Estrogen blockers and aromatase inhibitors commonly cause hot flashes, joint pain, and fatigue. Over time, lower estrogen levels can reduce bone density, increasing the risk of fractures. This is a particular concern with aromatase inhibitors taken for five or more years, and bone health monitoring is a routine part of treatment.

Testosterone-lowering therapies can cause hot flashes, reduced sex drive, erectile dysfunction, fatigue, loss of muscle mass, and weight gain. Long-term androgen deprivation also carries risks to bone density and may affect cardiovascular health and mood.

Puberty blockers can affect bone mineral density during treatment, since sex hormones play a key role in building bone during adolescence. Antithyroid medications can occasionally cause liver problems or a drop in white blood cell count, though these are uncommon.

The severity of side effects varies widely from person to person. For many of the cancer-related uses, the benefits of reducing recurrence or slowing tumor growth substantially outweigh the risks. For non-cancer uses, the lower doses involved generally produce milder side effects.

How They’re Taken

Hormone blockers come in several forms, and the method of delivery often depends on the type of drug and the condition being treated.

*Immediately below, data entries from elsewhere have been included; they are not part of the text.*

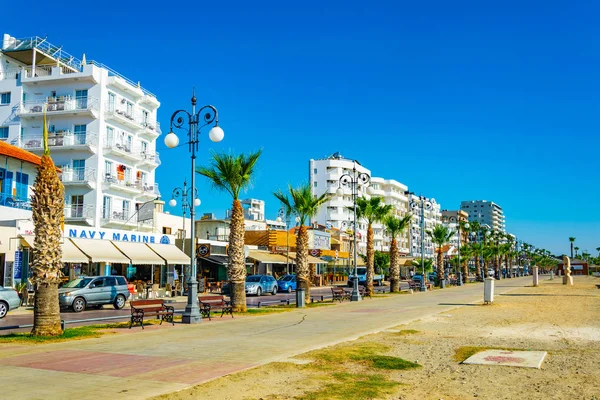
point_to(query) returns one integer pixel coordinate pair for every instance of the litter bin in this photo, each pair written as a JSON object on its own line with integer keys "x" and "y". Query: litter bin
{"x": 300, "y": 300}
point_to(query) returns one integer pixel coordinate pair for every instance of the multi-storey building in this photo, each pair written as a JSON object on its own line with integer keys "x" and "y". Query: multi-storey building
{"x": 486, "y": 213}
{"x": 102, "y": 129}
{"x": 452, "y": 218}
{"x": 432, "y": 217}
{"x": 324, "y": 177}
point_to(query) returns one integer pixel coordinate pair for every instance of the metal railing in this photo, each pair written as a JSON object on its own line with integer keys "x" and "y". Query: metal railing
{"x": 78, "y": 175}
{"x": 8, "y": 200}
{"x": 11, "y": 73}
{"x": 60, "y": 139}
{"x": 75, "y": 211}
{"x": 59, "y": 104}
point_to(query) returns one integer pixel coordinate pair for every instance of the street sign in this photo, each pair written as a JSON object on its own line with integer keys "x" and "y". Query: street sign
{"x": 203, "y": 250}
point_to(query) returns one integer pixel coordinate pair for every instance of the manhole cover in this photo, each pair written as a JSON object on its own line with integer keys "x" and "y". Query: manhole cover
{"x": 527, "y": 359}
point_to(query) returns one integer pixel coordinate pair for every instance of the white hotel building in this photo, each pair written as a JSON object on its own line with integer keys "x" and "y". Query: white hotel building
{"x": 324, "y": 176}
{"x": 102, "y": 130}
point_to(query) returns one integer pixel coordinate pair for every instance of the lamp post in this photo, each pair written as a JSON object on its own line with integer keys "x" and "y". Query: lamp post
{"x": 457, "y": 220}
{"x": 354, "y": 180}
{"x": 283, "y": 216}
{"x": 186, "y": 205}
{"x": 423, "y": 204}
{"x": 192, "y": 123}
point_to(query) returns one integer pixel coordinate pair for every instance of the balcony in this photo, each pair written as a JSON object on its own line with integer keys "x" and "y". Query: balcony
{"x": 61, "y": 105}
{"x": 111, "y": 182}
{"x": 79, "y": 177}
{"x": 150, "y": 159}
{"x": 80, "y": 213}
{"x": 62, "y": 140}
{"x": 8, "y": 200}
{"x": 115, "y": 217}
{"x": 121, "y": 148}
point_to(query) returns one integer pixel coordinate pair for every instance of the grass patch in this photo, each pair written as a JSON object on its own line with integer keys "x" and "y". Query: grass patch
{"x": 406, "y": 332}
{"x": 464, "y": 352}
{"x": 353, "y": 386}
{"x": 81, "y": 332}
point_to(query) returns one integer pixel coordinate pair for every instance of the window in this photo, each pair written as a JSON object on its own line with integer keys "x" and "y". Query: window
{"x": 4, "y": 99}
{"x": 22, "y": 183}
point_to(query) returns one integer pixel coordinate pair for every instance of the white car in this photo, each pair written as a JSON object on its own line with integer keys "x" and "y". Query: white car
{"x": 9, "y": 300}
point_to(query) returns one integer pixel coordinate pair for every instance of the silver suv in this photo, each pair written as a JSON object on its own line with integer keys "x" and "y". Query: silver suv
{"x": 90, "y": 291}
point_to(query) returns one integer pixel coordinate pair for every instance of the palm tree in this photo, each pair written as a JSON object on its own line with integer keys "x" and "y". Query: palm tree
{"x": 373, "y": 210}
{"x": 232, "y": 174}
{"x": 440, "y": 235}
{"x": 305, "y": 206}
{"x": 47, "y": 206}
{"x": 395, "y": 226}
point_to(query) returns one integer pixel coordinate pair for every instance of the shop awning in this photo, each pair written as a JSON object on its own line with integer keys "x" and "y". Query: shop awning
{"x": 100, "y": 251}
{"x": 139, "y": 253}
{"x": 266, "y": 257}
{"x": 170, "y": 253}
{"x": 311, "y": 259}
{"x": 72, "y": 253}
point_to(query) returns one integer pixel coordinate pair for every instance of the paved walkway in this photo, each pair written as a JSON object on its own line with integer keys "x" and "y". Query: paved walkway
{"x": 164, "y": 359}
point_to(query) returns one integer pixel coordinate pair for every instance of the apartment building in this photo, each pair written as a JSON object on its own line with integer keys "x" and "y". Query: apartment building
{"x": 324, "y": 177}
{"x": 432, "y": 217}
{"x": 486, "y": 213}
{"x": 102, "y": 130}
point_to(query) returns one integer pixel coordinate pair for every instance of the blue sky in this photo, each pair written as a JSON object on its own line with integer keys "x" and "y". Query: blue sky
{"x": 459, "y": 100}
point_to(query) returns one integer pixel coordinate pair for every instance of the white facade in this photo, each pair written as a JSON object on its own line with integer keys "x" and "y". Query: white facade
{"x": 432, "y": 217}
{"x": 324, "y": 177}
{"x": 486, "y": 213}
{"x": 102, "y": 130}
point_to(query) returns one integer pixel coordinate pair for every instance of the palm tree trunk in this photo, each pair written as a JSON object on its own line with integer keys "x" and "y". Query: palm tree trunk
{"x": 394, "y": 268}
{"x": 370, "y": 259}
{"x": 440, "y": 267}
{"x": 302, "y": 270}
{"x": 236, "y": 270}
{"x": 47, "y": 213}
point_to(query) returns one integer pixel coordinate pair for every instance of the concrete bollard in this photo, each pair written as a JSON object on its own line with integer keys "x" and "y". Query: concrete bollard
{"x": 488, "y": 290}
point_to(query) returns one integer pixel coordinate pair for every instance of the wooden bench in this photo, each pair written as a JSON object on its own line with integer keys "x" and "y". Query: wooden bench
{"x": 339, "y": 294}
{"x": 214, "y": 303}
{"x": 150, "y": 308}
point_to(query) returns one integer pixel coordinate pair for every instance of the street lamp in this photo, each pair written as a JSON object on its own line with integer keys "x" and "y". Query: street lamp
{"x": 457, "y": 220}
{"x": 195, "y": 122}
{"x": 422, "y": 203}
{"x": 185, "y": 194}
{"x": 353, "y": 181}
{"x": 283, "y": 216}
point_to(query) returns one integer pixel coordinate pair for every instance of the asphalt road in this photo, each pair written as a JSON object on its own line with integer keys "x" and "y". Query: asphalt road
{"x": 107, "y": 313}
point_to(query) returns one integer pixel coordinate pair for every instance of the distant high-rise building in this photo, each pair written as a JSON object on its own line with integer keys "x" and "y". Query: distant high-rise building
{"x": 486, "y": 213}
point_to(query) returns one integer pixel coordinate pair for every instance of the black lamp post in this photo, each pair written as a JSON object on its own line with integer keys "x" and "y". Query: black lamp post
{"x": 354, "y": 180}
{"x": 186, "y": 206}
{"x": 422, "y": 203}
{"x": 192, "y": 123}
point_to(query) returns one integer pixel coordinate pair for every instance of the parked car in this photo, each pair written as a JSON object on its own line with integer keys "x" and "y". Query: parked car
{"x": 259, "y": 284}
{"x": 287, "y": 283}
{"x": 82, "y": 293}
{"x": 9, "y": 300}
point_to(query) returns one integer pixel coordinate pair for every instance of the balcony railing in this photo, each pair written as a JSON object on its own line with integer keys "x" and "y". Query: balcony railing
{"x": 78, "y": 175}
{"x": 79, "y": 211}
{"x": 11, "y": 73}
{"x": 8, "y": 200}
{"x": 61, "y": 139}
{"x": 59, "y": 104}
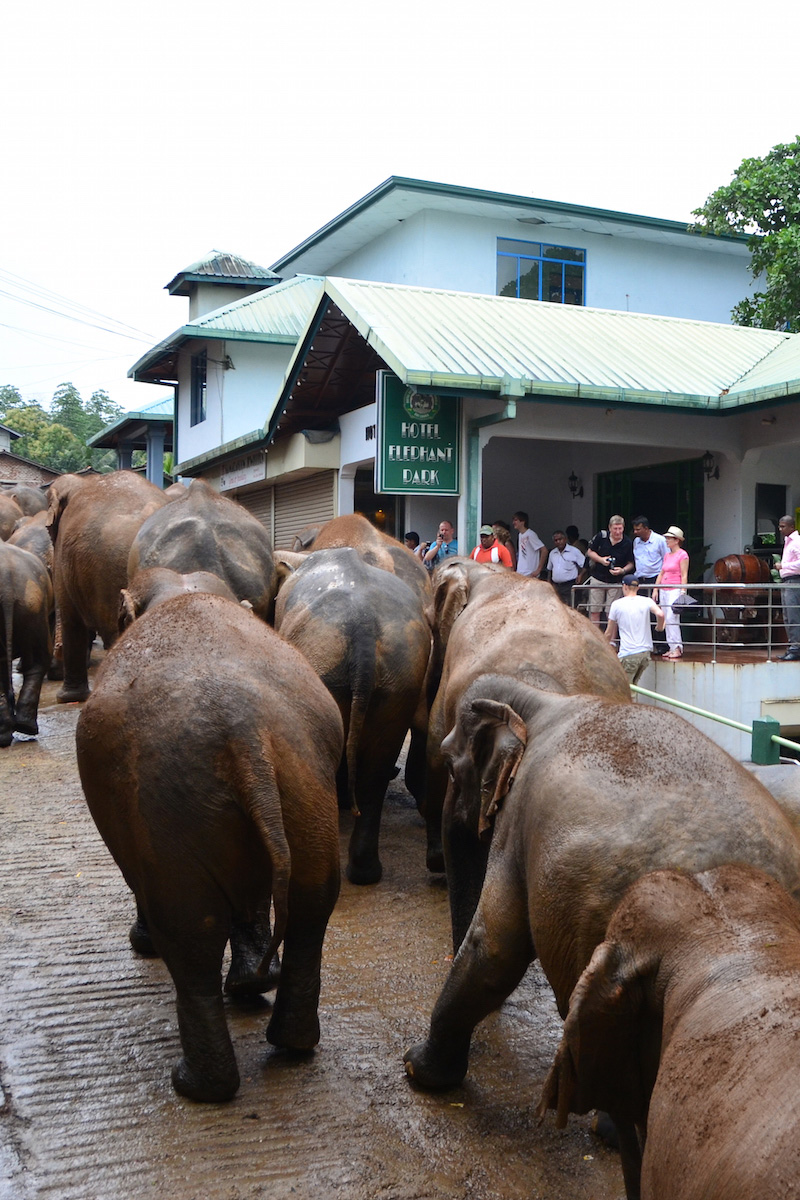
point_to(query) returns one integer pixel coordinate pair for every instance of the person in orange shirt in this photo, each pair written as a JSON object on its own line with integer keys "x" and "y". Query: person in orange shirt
{"x": 491, "y": 550}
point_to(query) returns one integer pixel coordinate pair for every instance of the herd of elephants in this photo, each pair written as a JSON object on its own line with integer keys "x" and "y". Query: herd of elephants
{"x": 250, "y": 693}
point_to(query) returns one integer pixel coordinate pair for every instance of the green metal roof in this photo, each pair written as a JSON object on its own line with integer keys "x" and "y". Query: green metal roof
{"x": 473, "y": 342}
{"x": 400, "y": 198}
{"x": 277, "y": 315}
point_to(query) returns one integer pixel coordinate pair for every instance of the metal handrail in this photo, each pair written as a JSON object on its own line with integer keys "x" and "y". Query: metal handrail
{"x": 757, "y": 618}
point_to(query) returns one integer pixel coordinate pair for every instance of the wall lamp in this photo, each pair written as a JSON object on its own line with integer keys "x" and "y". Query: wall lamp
{"x": 575, "y": 486}
{"x": 709, "y": 466}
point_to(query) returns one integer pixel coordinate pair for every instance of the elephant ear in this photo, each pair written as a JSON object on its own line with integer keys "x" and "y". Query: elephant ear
{"x": 500, "y": 741}
{"x": 609, "y": 1049}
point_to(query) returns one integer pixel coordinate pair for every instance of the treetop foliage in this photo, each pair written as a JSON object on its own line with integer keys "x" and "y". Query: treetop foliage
{"x": 58, "y": 438}
{"x": 763, "y": 199}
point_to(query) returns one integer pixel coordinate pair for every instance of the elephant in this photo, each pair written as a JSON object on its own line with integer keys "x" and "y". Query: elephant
{"x": 30, "y": 499}
{"x": 579, "y": 797}
{"x": 10, "y": 514}
{"x": 25, "y": 606}
{"x": 487, "y": 619}
{"x": 203, "y": 531}
{"x": 684, "y": 1027}
{"x": 92, "y": 522}
{"x": 155, "y": 585}
{"x": 365, "y": 634}
{"x": 208, "y": 755}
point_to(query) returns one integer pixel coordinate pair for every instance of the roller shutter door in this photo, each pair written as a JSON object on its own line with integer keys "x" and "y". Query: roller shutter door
{"x": 301, "y": 502}
{"x": 260, "y": 505}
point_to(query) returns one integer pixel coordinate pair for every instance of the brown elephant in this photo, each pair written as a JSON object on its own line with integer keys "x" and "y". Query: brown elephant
{"x": 25, "y": 606}
{"x": 10, "y": 514}
{"x": 208, "y": 755}
{"x": 30, "y": 499}
{"x": 366, "y": 635}
{"x": 684, "y": 1027}
{"x": 487, "y": 619}
{"x": 584, "y": 796}
{"x": 203, "y": 531}
{"x": 92, "y": 522}
{"x": 155, "y": 585}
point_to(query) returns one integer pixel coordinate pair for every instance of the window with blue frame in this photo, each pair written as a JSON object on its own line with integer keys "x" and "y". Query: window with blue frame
{"x": 199, "y": 371}
{"x": 531, "y": 270}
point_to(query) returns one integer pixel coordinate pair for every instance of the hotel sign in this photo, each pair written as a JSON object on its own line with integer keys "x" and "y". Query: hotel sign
{"x": 248, "y": 469}
{"x": 419, "y": 438}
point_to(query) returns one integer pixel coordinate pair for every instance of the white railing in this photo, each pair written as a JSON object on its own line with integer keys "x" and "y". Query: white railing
{"x": 726, "y": 616}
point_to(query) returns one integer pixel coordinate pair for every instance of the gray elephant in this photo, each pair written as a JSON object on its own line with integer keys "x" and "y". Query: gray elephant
{"x": 488, "y": 619}
{"x": 208, "y": 755}
{"x": 92, "y": 522}
{"x": 579, "y": 797}
{"x": 684, "y": 1027}
{"x": 25, "y": 606}
{"x": 365, "y": 634}
{"x": 203, "y": 531}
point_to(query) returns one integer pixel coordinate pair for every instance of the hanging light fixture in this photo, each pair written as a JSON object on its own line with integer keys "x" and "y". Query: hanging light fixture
{"x": 709, "y": 466}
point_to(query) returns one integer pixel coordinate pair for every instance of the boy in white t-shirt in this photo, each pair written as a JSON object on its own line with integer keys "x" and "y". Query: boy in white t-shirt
{"x": 630, "y": 619}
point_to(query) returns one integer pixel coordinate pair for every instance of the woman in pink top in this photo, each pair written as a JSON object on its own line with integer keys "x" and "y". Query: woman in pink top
{"x": 672, "y": 583}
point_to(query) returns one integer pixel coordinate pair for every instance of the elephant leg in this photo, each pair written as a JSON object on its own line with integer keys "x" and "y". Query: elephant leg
{"x": 295, "y": 1017}
{"x": 34, "y": 671}
{"x": 465, "y": 858}
{"x": 489, "y": 964}
{"x": 76, "y": 676}
{"x": 248, "y": 943}
{"x": 208, "y": 1071}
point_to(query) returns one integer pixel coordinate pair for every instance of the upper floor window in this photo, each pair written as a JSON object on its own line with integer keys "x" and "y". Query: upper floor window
{"x": 198, "y": 388}
{"x": 530, "y": 270}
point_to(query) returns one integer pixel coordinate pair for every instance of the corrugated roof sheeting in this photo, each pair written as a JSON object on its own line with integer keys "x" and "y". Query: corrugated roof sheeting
{"x": 281, "y": 311}
{"x": 488, "y": 339}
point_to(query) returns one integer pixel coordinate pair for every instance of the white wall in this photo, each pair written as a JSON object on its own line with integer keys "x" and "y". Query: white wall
{"x": 701, "y": 280}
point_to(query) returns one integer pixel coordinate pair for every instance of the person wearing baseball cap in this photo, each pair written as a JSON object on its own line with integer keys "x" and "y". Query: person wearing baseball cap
{"x": 491, "y": 550}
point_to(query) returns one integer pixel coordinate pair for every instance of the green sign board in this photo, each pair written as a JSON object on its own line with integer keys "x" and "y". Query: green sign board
{"x": 419, "y": 438}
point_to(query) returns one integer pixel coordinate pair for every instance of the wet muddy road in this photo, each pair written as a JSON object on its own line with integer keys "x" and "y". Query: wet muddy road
{"x": 88, "y": 1037}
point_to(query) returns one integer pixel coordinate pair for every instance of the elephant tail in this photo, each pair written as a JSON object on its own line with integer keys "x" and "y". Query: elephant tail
{"x": 8, "y": 622}
{"x": 362, "y": 679}
{"x": 263, "y": 805}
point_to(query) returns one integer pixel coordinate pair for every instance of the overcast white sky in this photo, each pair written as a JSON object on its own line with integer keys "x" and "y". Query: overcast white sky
{"x": 137, "y": 138}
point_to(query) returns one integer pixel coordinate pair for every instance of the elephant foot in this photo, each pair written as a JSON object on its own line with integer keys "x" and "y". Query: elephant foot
{"x": 244, "y": 982}
{"x": 205, "y": 1089}
{"x": 142, "y": 941}
{"x": 365, "y": 873}
{"x": 289, "y": 1033}
{"x": 434, "y": 1072}
{"x": 72, "y": 695}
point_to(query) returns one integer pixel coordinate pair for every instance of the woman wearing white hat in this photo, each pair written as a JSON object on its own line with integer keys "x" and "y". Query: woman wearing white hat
{"x": 672, "y": 583}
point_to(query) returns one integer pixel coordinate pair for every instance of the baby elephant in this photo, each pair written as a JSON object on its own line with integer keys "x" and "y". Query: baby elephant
{"x": 208, "y": 755}
{"x": 686, "y": 1026}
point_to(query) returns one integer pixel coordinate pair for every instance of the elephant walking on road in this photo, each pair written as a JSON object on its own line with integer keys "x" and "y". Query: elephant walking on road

Many are daily pills taken at home: tamoxifen, aromatase inhibitors, anti-androgens, antithyroid medications, and spironolactone all fall into this category. Injectable options, like GnRH agonists and antagonists, are administered by a healthcare professional anywhere from once a month to once every six months. Some are available as implants placed under the skin and replaced annually. Fulvestrant is given as a monthly injection after an initial loading period.

Treatment duration ranges from months to years. Aromatase inhibitors for breast cancer are taken for a minimum of five years, sometimes ten. Androgen deprivation for prostate cancer may continue indefinitely in advanced cases. Puberty blockers are used until the adolescent and their care team decide on next steps. Antithyroid medications are often taken for 12 to 18 months, though some people need longer courses.